100 g Selleriestangen (Staudensellerie) 150 g Karotten 200 g Zwiebeln 3 Stück Knoblauchzehen -
In einem schweren Topf (am besten Schmortopf oder gusseisener Bräter) das Olivenöl auf mittelhoher bis hoher Hitze erhitzen. Das Rindfleisch portionsweise zugeben und rundherum kräftig anbraten, bis es gut gebräunt ist. Nicht zu viel Fleisch auf einmal in den Topf geben, damit es nicht im eigenen Saft dünstet. Angebratenes Fleisch herausnehmen und beiseitestellen.
3 EL Olivenöl 800 g Rinderschulter oder Rindernuss (Schmorbraten geeignet) -
Die Hitze leicht reduzieren. Zwiebeln, Karotten und Sellerie in den Topf geben und im Bratfett 5–7 Minuten anschwitzen, bis das Gemüse weich wird und leicht Farbe annimmt.

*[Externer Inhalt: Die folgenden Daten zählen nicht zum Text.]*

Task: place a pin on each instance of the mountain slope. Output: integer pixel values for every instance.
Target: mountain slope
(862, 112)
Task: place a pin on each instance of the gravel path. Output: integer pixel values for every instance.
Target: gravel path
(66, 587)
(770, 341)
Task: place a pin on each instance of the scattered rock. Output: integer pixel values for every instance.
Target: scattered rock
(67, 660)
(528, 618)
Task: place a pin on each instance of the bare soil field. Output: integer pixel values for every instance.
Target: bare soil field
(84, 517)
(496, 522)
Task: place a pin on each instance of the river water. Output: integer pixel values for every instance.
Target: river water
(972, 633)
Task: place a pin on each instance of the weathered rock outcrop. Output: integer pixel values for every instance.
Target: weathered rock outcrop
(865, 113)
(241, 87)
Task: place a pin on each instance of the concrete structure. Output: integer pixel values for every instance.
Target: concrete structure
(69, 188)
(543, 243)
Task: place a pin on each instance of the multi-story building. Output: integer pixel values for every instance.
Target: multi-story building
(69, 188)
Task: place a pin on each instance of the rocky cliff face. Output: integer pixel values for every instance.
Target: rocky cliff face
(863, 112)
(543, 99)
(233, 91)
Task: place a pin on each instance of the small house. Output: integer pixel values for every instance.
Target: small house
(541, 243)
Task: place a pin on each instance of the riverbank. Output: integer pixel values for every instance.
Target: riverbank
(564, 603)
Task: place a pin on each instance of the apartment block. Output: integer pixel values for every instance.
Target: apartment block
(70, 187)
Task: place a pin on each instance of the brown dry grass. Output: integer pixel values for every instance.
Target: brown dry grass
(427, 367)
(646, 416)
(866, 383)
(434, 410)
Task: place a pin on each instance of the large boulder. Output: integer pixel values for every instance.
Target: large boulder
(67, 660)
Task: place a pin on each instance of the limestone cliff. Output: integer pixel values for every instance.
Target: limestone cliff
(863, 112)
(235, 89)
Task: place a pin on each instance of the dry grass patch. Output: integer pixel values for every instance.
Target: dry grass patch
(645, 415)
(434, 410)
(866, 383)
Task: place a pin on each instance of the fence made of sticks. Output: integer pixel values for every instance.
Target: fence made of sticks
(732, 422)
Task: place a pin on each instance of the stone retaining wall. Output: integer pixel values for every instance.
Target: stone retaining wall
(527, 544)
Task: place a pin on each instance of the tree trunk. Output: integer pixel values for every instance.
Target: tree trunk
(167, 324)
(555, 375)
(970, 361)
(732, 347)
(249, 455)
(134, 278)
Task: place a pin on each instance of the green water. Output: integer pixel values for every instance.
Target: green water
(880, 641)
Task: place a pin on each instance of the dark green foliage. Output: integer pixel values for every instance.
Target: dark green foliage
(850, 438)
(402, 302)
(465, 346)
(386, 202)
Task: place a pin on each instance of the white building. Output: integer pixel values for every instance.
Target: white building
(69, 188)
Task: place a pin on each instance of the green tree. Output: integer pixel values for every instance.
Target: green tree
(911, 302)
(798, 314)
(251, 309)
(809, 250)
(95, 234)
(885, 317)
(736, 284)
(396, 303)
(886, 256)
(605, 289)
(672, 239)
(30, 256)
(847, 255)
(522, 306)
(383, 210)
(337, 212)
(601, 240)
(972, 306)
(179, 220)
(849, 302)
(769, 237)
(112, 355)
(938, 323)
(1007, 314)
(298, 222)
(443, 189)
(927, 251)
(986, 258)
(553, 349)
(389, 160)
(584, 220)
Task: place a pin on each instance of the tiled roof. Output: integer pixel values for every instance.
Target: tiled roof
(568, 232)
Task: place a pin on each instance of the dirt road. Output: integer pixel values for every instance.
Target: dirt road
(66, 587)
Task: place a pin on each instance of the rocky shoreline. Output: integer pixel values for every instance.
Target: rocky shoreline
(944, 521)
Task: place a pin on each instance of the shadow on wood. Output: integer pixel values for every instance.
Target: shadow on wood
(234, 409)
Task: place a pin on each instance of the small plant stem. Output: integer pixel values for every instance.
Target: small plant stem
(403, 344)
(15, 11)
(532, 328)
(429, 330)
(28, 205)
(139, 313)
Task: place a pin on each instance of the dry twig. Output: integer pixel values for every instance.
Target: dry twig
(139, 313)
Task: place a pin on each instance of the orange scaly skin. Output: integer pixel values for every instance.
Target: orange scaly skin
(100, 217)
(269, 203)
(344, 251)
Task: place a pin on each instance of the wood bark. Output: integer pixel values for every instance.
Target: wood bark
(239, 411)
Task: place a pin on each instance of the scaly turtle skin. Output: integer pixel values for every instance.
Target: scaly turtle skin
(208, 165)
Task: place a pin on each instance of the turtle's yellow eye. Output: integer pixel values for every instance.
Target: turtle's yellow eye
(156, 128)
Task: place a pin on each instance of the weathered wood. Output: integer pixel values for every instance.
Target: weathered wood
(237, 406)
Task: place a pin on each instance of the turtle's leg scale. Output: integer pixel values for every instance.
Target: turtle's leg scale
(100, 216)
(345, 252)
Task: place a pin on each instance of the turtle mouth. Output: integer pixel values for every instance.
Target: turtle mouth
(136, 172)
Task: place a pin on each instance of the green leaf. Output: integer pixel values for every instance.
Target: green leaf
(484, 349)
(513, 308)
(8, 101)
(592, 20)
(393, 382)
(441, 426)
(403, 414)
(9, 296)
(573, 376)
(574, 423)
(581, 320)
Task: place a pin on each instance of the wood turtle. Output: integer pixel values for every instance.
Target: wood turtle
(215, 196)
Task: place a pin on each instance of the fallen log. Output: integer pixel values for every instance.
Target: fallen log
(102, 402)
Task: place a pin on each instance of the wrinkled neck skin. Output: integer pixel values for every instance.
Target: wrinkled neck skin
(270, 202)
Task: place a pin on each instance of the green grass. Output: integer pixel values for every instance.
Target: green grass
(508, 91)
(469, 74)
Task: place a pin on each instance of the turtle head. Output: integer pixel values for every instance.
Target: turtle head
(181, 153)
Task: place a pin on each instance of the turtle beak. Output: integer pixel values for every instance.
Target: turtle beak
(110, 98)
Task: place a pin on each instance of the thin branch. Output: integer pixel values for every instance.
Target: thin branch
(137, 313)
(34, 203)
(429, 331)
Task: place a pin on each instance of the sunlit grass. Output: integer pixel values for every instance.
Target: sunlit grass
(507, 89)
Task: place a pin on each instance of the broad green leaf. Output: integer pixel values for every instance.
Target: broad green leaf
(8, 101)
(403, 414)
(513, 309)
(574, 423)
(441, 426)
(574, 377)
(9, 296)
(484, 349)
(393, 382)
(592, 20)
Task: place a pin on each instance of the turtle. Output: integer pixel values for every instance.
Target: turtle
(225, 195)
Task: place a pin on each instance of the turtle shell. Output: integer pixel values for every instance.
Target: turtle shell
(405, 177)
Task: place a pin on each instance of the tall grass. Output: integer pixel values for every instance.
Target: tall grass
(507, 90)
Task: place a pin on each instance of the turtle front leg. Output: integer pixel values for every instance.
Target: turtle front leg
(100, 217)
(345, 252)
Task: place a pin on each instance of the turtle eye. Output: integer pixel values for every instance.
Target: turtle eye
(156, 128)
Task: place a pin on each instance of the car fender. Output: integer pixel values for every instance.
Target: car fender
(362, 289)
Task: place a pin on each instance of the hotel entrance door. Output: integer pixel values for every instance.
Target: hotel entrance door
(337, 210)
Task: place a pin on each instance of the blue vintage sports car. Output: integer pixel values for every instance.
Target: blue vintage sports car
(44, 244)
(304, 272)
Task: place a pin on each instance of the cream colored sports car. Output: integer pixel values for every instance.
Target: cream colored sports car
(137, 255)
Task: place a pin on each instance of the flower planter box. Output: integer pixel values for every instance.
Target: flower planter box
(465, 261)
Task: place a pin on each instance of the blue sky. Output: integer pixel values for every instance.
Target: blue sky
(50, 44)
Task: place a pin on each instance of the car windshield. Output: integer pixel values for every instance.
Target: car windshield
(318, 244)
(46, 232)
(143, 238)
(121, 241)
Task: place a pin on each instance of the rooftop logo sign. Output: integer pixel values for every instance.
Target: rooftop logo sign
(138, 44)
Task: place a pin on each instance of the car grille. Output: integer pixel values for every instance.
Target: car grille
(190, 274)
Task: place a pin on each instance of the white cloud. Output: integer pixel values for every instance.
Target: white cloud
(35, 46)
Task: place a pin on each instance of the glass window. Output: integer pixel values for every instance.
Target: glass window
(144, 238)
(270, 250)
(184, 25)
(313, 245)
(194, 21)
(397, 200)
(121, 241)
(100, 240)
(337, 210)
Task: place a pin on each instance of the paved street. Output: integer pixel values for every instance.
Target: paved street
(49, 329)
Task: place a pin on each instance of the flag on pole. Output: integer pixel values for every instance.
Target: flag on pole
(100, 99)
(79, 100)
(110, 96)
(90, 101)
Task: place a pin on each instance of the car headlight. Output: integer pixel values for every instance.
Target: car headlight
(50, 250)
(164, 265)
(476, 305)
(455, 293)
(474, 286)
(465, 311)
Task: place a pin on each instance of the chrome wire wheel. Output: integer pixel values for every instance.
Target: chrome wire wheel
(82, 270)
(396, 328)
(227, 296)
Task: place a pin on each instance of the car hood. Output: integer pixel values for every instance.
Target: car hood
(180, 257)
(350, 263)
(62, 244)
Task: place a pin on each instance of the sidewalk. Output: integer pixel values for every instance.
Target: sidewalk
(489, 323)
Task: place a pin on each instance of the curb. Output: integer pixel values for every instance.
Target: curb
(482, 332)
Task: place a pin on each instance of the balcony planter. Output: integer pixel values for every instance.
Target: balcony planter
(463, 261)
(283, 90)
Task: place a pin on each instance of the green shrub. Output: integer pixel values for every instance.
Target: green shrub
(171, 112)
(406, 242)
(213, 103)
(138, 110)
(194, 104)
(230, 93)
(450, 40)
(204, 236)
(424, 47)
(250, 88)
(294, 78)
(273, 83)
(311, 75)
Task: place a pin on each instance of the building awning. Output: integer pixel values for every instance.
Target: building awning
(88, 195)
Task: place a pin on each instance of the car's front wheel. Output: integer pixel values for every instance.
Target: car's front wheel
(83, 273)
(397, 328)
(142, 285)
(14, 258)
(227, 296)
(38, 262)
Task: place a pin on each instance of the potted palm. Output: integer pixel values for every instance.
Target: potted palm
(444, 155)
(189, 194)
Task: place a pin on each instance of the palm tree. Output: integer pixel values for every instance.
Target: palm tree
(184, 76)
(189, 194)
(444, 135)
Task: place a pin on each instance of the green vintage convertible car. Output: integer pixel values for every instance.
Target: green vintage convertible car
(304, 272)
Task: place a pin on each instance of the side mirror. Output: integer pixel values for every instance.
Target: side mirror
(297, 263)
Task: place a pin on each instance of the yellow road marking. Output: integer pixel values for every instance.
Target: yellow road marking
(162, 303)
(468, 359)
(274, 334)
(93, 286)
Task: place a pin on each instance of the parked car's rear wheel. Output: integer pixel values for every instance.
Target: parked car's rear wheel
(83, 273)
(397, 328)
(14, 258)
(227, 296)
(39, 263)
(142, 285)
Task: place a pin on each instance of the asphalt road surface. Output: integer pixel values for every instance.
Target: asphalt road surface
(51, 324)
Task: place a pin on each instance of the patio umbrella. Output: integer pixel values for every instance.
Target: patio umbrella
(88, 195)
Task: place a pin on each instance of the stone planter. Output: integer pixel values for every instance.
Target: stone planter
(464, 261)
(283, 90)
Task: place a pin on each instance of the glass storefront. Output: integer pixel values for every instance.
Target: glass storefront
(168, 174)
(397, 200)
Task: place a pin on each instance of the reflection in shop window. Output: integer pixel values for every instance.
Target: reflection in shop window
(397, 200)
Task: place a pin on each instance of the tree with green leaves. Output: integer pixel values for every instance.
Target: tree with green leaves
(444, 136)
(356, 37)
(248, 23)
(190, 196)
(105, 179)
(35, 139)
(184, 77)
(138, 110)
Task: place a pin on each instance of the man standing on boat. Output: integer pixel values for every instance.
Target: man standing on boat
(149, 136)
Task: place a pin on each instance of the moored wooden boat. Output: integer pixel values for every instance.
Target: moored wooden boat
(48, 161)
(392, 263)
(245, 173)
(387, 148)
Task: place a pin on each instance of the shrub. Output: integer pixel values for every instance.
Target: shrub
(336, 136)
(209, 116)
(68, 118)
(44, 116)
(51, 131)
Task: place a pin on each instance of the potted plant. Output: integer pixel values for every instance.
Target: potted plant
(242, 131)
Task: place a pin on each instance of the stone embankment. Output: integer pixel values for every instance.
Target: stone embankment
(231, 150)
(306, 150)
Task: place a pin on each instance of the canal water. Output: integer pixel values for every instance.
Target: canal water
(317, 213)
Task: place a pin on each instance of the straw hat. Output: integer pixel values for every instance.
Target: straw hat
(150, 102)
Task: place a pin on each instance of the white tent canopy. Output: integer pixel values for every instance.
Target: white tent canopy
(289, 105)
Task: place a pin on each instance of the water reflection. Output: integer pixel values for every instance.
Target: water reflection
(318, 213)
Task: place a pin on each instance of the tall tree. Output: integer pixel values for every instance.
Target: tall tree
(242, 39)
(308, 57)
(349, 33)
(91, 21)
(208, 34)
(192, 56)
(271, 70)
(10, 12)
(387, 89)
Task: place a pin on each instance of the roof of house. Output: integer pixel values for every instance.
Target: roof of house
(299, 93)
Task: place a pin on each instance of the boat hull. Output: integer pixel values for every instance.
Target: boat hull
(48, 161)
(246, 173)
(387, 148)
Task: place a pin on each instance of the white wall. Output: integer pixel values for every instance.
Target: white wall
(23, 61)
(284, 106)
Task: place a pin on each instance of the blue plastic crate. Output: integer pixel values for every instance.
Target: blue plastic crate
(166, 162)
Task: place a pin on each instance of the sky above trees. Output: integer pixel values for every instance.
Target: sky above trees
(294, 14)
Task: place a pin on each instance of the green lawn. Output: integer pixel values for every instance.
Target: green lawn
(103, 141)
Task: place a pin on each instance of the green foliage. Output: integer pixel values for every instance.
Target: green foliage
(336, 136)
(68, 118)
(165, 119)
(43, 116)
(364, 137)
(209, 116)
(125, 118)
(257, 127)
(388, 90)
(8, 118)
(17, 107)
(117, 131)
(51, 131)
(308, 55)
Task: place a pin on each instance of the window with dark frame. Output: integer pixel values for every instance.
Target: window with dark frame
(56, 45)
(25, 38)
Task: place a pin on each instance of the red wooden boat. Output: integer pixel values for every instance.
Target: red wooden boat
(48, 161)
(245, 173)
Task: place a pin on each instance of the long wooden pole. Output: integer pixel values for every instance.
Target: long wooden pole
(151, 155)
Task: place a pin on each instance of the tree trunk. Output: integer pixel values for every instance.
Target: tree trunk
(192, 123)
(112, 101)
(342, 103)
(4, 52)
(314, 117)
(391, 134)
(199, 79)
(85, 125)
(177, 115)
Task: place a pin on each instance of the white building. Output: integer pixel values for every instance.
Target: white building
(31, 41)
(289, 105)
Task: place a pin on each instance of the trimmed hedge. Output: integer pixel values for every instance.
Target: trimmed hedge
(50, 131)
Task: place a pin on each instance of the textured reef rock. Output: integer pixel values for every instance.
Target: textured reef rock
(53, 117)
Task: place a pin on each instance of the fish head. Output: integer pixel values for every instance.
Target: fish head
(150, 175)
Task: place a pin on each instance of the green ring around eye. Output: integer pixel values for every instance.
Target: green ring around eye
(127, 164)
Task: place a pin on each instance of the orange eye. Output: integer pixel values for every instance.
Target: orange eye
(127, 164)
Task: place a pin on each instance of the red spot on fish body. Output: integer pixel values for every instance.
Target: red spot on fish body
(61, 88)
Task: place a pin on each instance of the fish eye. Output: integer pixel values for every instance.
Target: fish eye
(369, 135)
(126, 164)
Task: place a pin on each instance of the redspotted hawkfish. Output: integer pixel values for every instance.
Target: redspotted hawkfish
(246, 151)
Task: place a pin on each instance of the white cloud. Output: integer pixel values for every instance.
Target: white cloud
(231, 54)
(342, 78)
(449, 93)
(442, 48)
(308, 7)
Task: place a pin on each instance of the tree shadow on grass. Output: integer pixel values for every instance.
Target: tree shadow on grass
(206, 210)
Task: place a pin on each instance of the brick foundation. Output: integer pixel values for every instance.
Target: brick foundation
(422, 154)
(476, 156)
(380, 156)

Dann den Knoblauch zufügen und kurz, etwa 1 Minute, mitrösten, ohne dass er bräunt.
Wartezeit 7 min
100 g Selleriestangen (Staudensellerie) 150 g Karotten 200 g Zwiebeln 3 Stück Knoblauchzehen -
Tomatenmark zum Gemüse geben und 1–2 Minuten mitrösten, bis es dunkler wird und aromatisch duftet. Dann das Mehl über Gemüse und Bratensatz stäuben und gut einrühren. Nochmals 1 Minute anschwitzen, damit das Mehl seinen Rohgeschmack verliert.
Wartezeit 3 min
1 EL Mehl 2 EL Tomatenmark -
Mit Rotwein ablöschen: Den Wein in den Topf gießen und dabei mit einem Holzlöffel den Bratensatz vom Boden lösen. Die Flüssigkeit 3–4 Minuten leicht köcheln lassen, damit der Alkohol etwas verdampft.
Wartezeit 4 min
250 ml trockener Rotwein -
Das angebratene Fleisch samt ausgetretenem Saft zurück in den Topf geben. Passierte Tomaten und Rinderfond hinzufügen und alles gut verrühren. Lorbeerblätter, Rosmarinzweige und Thymian ebenfalls in den Topf geben. Mit einer Prise Zucker, Salz und Pfeffer würzen.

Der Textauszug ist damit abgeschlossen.